Kim Beom-su, one of the richest Korean entrepreneurs and the founder of tech giant Kakao, is facing an antitrust probe. As a result, the founder’s wealth has shaken up, leading to the lost spot among the top richest in the country. With a reduction of 4% in the market value, the company’s worth shrank on Monday.
In not more than 90 days, Kim’s wealth has seen a steep fall of $5 Billion since the regulators’ allegation on the founder. His net worth had touched $16.2 billion in June. Kim’s wealth has now reduced to $11.1 Billion as of Tuesday afternoon. It has been the steepest fall in his wealth in such a short period.
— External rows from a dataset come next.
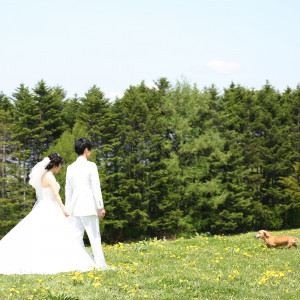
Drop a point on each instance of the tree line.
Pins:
(171, 159)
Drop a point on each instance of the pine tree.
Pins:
(13, 205)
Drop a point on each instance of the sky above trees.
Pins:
(114, 44)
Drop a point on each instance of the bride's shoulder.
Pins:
(49, 176)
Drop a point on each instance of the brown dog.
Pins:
(277, 241)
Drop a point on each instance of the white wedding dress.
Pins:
(44, 242)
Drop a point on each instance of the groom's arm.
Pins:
(96, 188)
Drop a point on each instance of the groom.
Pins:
(84, 199)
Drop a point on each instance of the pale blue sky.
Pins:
(117, 43)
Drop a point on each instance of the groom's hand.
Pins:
(101, 213)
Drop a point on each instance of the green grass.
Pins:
(218, 267)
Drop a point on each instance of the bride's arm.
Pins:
(53, 185)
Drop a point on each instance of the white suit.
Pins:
(83, 199)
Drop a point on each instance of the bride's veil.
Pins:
(35, 177)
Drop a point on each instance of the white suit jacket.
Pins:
(83, 191)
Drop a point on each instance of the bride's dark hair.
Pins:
(55, 161)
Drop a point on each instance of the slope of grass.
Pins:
(218, 267)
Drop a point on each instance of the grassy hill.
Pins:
(217, 267)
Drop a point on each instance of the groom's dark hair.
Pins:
(81, 144)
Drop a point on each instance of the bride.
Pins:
(44, 242)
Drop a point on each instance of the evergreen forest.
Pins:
(172, 159)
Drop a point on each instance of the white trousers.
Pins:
(90, 224)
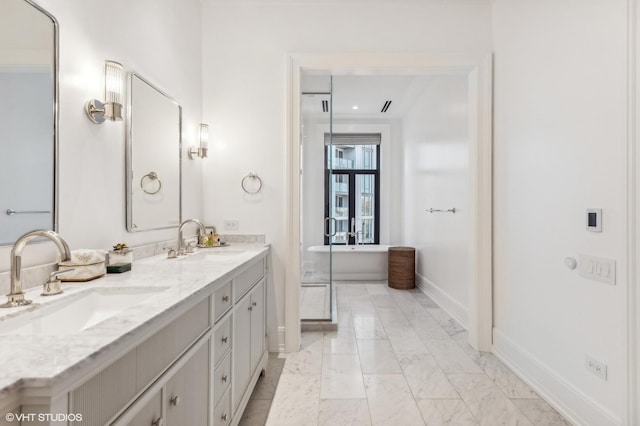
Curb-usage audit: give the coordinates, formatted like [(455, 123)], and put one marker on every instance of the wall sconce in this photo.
[(111, 108), (201, 151)]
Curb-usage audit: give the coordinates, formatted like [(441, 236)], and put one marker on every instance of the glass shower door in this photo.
[(319, 213)]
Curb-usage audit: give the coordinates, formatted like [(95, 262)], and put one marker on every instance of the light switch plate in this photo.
[(597, 268), (231, 224)]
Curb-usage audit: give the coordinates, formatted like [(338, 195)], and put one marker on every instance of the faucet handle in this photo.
[(54, 285)]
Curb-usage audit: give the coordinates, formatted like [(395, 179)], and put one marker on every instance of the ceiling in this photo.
[(366, 92)]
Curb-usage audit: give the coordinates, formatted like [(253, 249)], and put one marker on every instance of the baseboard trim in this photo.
[(568, 400), (280, 343), (444, 300)]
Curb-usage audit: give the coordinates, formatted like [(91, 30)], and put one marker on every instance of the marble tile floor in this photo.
[(258, 407), (398, 359), (314, 301)]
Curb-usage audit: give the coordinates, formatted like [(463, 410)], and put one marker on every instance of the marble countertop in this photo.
[(50, 360)]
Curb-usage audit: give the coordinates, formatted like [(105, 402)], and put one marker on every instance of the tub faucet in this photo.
[(181, 245), (16, 296)]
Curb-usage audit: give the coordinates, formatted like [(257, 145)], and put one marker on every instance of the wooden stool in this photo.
[(402, 267)]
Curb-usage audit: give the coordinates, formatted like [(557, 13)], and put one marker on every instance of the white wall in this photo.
[(245, 47), (560, 110), (436, 175), (160, 41)]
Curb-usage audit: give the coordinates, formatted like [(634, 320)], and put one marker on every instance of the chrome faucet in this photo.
[(181, 245), (16, 296)]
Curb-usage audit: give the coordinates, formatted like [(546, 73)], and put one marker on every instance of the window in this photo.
[(352, 190)]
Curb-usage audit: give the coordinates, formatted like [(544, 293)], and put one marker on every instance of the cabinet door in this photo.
[(187, 392), (241, 349), (257, 324)]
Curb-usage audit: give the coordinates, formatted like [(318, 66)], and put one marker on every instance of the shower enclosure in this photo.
[(317, 290)]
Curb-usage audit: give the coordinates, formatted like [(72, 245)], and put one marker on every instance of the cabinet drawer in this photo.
[(147, 410), (247, 279), (222, 412), (158, 352), (221, 300), (222, 341), (104, 395), (221, 379)]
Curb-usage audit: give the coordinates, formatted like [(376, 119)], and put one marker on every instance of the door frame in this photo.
[(478, 69)]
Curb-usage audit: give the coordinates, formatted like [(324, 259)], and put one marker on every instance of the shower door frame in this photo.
[(478, 69)]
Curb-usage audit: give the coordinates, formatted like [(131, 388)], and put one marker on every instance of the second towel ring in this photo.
[(153, 176), (248, 186)]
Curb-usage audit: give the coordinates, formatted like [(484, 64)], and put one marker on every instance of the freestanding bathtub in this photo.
[(351, 263)]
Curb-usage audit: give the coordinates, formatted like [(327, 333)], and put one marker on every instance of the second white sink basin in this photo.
[(77, 312)]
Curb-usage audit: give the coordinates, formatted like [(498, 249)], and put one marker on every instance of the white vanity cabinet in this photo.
[(246, 357), (194, 364)]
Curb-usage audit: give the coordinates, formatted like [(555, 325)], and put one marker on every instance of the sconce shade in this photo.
[(111, 108), (200, 151)]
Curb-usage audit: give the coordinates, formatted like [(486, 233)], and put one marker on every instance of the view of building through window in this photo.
[(351, 190)]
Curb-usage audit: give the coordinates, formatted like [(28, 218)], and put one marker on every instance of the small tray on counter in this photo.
[(218, 246)]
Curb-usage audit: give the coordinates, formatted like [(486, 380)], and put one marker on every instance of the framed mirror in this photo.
[(28, 119), (154, 139)]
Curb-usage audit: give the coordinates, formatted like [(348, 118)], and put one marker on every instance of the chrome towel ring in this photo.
[(152, 177), (251, 183)]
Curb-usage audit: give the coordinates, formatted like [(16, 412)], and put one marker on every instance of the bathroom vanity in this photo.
[(187, 348)]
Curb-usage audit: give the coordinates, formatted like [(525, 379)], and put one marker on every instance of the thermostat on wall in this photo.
[(594, 220)]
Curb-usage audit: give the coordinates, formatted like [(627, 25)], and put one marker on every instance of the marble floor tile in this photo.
[(539, 412), (256, 413), (341, 377), (486, 402), (307, 361), (340, 342), (368, 327), (504, 378), (296, 402), (341, 364), (392, 317), (405, 340), (462, 339), (377, 356), (425, 378), (450, 325), (377, 289), (344, 412), (446, 412), (396, 359), (390, 400), (451, 358), (266, 385), (426, 326)]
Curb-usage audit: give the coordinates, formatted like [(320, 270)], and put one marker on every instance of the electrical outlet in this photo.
[(231, 224), (596, 367), (597, 268)]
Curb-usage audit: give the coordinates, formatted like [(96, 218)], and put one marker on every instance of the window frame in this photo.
[(351, 175)]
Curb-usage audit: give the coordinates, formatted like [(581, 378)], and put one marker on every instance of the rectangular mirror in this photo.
[(154, 138), (28, 119)]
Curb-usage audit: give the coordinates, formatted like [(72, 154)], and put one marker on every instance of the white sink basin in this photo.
[(210, 255), (78, 312)]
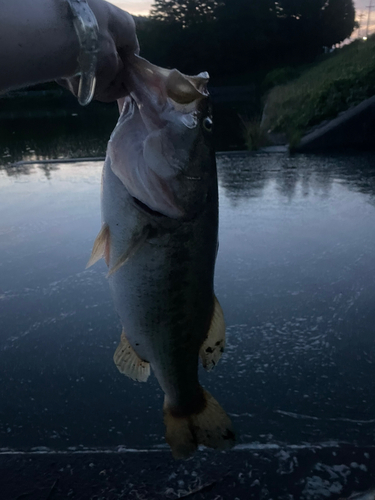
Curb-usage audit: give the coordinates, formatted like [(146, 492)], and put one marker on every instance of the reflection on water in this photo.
[(84, 132), (294, 277)]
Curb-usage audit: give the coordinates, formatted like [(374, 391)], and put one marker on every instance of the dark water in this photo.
[(295, 277)]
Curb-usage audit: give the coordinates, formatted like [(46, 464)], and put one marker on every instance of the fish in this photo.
[(159, 239)]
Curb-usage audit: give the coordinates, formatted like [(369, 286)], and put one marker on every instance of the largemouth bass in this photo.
[(159, 240)]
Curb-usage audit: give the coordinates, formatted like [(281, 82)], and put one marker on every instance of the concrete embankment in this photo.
[(354, 128)]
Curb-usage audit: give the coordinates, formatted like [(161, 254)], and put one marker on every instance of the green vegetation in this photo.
[(234, 37), (343, 79)]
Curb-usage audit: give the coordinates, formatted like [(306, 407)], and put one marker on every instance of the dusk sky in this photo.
[(142, 7)]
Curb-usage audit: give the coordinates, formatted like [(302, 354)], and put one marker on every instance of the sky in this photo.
[(142, 7)]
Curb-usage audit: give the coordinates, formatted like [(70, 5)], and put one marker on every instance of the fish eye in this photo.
[(207, 124)]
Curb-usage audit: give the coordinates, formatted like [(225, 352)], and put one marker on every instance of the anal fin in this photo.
[(129, 363), (101, 247), (213, 347), (211, 427)]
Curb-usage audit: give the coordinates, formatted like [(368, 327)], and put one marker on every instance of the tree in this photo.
[(185, 12)]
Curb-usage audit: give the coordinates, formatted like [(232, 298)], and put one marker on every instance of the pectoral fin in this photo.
[(101, 247), (129, 363), (213, 347)]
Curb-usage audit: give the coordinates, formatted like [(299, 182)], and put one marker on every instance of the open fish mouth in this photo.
[(153, 143)]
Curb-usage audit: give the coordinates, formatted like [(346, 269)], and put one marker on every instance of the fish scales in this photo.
[(159, 238)]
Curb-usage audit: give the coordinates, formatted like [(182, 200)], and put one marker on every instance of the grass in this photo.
[(343, 79)]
The country’s fairtrade watchdog investigated K Cube Holdings, owned by Kakao founder Kim Beom-soo. K Cube Holdings, a subsidiary of Kakao operates in several businesses, including E-Payment services, cab services and the messaging application with around 35 M local users.
According to the Fair Trade Commission, the founder had failed to present some dossiers concerning K Cube in its declarations. Therefore, there was a lack of “necessary information or falsely reported about K Cube Holdings, an investment firm fully owned by Kim, over the past five years.” the commission said.
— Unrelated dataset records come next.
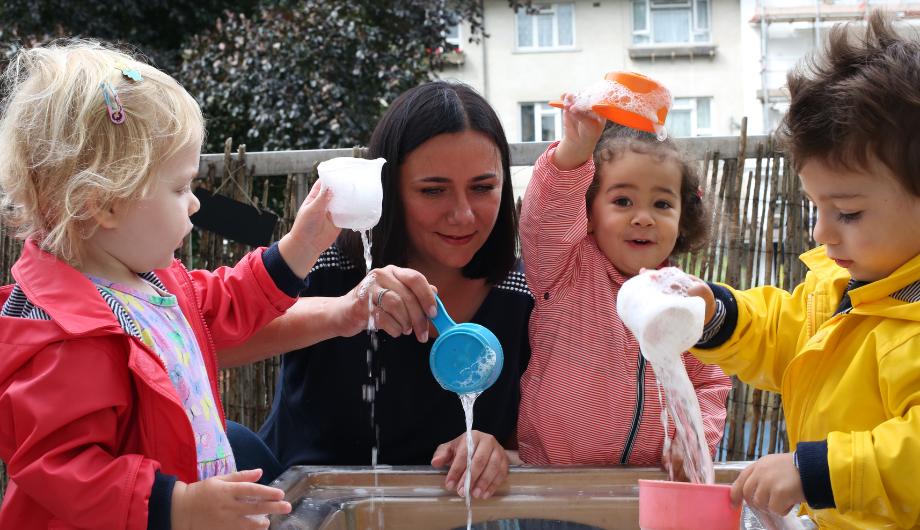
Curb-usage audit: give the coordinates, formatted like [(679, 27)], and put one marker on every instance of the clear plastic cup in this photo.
[(357, 191)]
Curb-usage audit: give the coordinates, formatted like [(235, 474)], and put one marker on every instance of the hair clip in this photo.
[(112, 103), (131, 73)]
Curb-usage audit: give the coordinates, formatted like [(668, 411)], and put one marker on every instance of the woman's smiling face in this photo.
[(451, 189)]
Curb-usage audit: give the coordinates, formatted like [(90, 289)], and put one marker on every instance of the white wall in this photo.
[(603, 35)]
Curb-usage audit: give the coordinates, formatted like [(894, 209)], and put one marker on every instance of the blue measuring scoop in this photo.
[(466, 358)]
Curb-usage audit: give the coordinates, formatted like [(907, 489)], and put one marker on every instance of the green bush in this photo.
[(314, 73)]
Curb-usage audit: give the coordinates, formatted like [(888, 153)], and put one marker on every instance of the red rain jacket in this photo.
[(87, 412)]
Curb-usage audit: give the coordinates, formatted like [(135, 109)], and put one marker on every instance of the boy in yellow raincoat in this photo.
[(844, 347)]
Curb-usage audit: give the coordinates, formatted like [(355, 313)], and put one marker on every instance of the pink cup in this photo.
[(665, 505)]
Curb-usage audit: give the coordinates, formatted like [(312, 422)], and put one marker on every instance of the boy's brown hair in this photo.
[(693, 227), (858, 102)]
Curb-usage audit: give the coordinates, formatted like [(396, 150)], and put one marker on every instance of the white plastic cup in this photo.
[(357, 191), (658, 314)]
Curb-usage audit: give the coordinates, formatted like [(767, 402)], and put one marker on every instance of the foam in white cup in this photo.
[(357, 192), (654, 305)]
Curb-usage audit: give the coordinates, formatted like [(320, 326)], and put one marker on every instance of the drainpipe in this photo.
[(485, 61), (817, 24), (765, 94)]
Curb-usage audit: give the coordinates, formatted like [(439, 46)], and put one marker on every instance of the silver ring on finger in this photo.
[(380, 296)]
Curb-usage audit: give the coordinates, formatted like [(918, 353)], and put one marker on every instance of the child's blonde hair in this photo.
[(64, 160)]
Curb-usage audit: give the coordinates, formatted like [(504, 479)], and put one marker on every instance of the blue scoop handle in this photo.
[(442, 320)]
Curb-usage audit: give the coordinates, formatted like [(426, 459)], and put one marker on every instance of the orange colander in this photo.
[(634, 101)]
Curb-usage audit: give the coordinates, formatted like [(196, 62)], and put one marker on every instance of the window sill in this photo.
[(672, 51)]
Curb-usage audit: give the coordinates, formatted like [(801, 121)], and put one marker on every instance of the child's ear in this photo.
[(106, 216)]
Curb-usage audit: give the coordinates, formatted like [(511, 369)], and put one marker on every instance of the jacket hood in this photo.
[(895, 296)]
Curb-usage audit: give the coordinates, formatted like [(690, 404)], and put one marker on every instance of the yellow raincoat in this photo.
[(852, 379)]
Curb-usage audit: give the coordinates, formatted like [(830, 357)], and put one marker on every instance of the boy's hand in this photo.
[(312, 232), (770, 484), (583, 129), (490, 464), (226, 502), (701, 289)]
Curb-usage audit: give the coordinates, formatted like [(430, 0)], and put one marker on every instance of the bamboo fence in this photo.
[(761, 223)]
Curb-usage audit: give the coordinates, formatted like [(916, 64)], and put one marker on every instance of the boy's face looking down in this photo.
[(635, 215), (868, 221)]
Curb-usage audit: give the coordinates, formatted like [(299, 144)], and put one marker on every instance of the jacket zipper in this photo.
[(640, 402), (191, 294)]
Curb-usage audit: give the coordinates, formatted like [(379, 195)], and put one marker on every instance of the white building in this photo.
[(776, 34), (691, 46)]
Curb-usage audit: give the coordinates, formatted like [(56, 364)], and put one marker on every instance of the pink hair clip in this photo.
[(112, 103)]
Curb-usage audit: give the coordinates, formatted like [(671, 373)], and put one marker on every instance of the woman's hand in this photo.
[(489, 465), (583, 128), (230, 501), (400, 299)]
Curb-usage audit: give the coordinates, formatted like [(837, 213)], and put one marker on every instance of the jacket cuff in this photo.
[(159, 508), (284, 278), (811, 461), (724, 321)]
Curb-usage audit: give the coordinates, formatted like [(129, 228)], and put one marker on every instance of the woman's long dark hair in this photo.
[(415, 117)]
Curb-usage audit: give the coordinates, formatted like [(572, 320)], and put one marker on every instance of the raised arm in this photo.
[(554, 216)]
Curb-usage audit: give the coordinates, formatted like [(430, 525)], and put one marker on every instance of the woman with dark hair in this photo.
[(448, 222)]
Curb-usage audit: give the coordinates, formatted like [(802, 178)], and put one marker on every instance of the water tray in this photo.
[(406, 497)]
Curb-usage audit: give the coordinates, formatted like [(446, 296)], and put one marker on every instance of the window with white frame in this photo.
[(552, 26), (690, 117), (540, 122), (671, 21)]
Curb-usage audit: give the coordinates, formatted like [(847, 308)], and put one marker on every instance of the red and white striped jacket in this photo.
[(587, 396)]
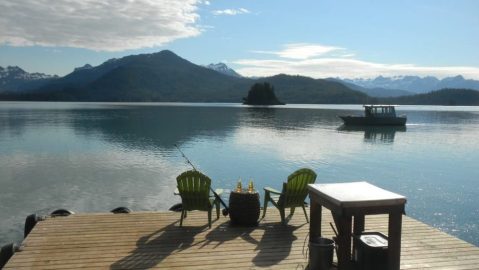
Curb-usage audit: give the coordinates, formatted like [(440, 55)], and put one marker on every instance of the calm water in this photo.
[(94, 157)]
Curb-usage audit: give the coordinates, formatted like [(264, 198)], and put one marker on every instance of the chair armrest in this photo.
[(272, 190)]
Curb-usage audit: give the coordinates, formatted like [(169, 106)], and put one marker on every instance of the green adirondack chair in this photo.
[(194, 189), (293, 194)]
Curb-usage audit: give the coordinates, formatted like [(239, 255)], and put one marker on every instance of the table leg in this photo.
[(343, 224), (315, 220), (394, 240), (358, 228)]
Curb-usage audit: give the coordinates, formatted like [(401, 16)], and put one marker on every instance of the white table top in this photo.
[(356, 194)]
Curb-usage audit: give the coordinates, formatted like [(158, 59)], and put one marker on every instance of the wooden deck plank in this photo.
[(149, 240)]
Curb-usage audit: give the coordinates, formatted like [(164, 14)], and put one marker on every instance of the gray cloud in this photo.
[(231, 12), (311, 61), (109, 25)]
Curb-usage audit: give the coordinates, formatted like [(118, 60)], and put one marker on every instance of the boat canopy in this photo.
[(384, 110)]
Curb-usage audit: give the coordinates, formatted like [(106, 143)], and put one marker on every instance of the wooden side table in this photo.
[(357, 199), (244, 208)]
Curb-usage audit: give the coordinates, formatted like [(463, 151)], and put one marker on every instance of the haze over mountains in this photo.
[(166, 77)]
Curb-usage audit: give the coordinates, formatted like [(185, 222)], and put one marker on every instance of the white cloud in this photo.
[(231, 11), (314, 63), (109, 25), (302, 50)]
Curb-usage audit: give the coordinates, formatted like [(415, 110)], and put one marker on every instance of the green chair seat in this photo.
[(292, 195), (194, 190)]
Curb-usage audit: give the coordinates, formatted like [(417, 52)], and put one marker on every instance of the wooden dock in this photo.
[(149, 240)]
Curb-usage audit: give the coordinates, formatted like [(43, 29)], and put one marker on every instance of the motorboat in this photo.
[(376, 115)]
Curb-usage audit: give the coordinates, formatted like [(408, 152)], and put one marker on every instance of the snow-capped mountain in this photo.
[(14, 79), (416, 84), (223, 68)]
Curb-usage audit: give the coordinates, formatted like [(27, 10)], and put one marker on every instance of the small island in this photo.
[(262, 94)]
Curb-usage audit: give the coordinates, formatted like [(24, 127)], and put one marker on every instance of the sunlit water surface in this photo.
[(93, 157)]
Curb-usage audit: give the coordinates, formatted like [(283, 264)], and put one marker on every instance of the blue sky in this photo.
[(317, 38)]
Kakao ranks fourth in the largest market capitals in the country. On September 8th, its shares started declining again due to market dominance allegations. It was followed by a further decline of 4.23%, that is roughly around 105 USD. Although the graph managed to bounce back on September 10th, the overall growth curve of shares was sloping downward.
The Fair Trade Commissions allegations on the company alarmed regulators’ crackdown on IT platforms. It further resulted in further falling share prices of Kakao. However, Naver’s stocks remained slightly unaffected with only a 0.49% reduction.
According to Reuters, South Korea was fined $177 M for blocking customized versions of android. Joh Sung-Wook spoke to the media on Tuesday. “The Korea Fair Trade Commission’s decision is meaningful in a way that it provides an opportunity to restore future competitive pressure in the mobile OS and app market markets,” the KFTC Chairperson stated.
The news has made the motive clear. The regulating authorities in South Korea will not encourage abused market dominance by market giants. Neither was it merciful to the largest tech company, Google.